Works of Danny Lyon, a photographer best known for capturing some of the most memorable and haunting images of the civil rights movement, will be showcased in an exhibition presented at the Hofstra University Museum.

Danny Lyon:  Memories of the Southern Civil Rights Movement will be featured from Jan. 31 to April 13 at the Emily Lowe Gallery, organized by art2art Circulating Exhibitions.

An opening reception that is free and open to the public will take place on Thursday, Feb. 9, from 4 to 6 p.m.

In the summer of 1962, Lyon, a 20-year-old University of Chicago history student, packed a Nikon Reflex and an old Leica in an army bag and hitch-hiked south.

Within a week he was in jail in Albany, Georgia, looking through the bars at another prisoner, Martin Luther King, Jr.

Lyon soon became the first staff photographer for the Atlanta-based Student Nonviolent Coordinating Committee (SNCC), which already had a reputation as one of the most committed and confrontational groups fighting for civil rights.

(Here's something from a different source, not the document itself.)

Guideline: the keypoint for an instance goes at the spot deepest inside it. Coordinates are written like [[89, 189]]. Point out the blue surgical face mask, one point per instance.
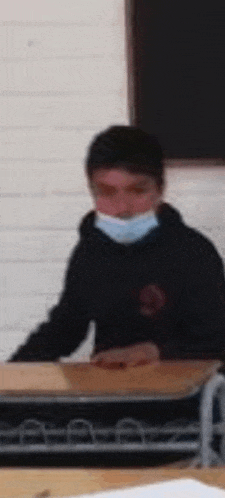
[[126, 231]]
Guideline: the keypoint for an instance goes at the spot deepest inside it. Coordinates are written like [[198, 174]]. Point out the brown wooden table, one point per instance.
[[44, 483], [168, 379]]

This exhibition at Hofstra highlights the events and individuals that Lyon captured as SNCC’s staff photographer.

He was present at some of the most violent and dramatic moments of civil rights history: Black Monday in Danville, Virginia; the aftermath of the bombing of the Sixteenth Street Baptist Church in Birmingham; the March on Washington in 1963; the violent winters of 1963 and 1964 in Atlanta; and the Mississippi Freedom Summer of 1964.

But Lyon’s photographs are more than a record of marches, jailings, and protests.

They take us inside the Movement-to the meetings, organizing work, and voter registration drives that were the less visible but no less important side of the struggle.

Many people have since forgotten the idealistic and truly multiracial character of the movement’s early years.

Lyon’s pictures, taken during the early 1960s, chronicle the Southern Civil Rights Movement at the height of its power.

Curated by Karen T. Albert, Hofstra University Museum deputy director and chief curator, this exhibition brings together the photographs Lyon took from 1962-1964, defining a new form of photojournalism in which the image maker is deeply and personally embedded in his subject matter.

Funding support has been provided by the New York State Council on the Arts with the support of Governor Andrew Cuomo and the New York State Legislature.

The Feb. 9 opening reception will feature guest speaker Dr. Jonathan Lightfoot, director, Center for “Race,” Culture and Social Justice at Hofstra University.

There will also be a musical tribute by Gequon Hunter and Jazara Morales, students from the Hofstra Gospel Ensemble, as they perform songs that were, and continue to be, a source of strength and hope in the ongoing effort toward equality and justice for all.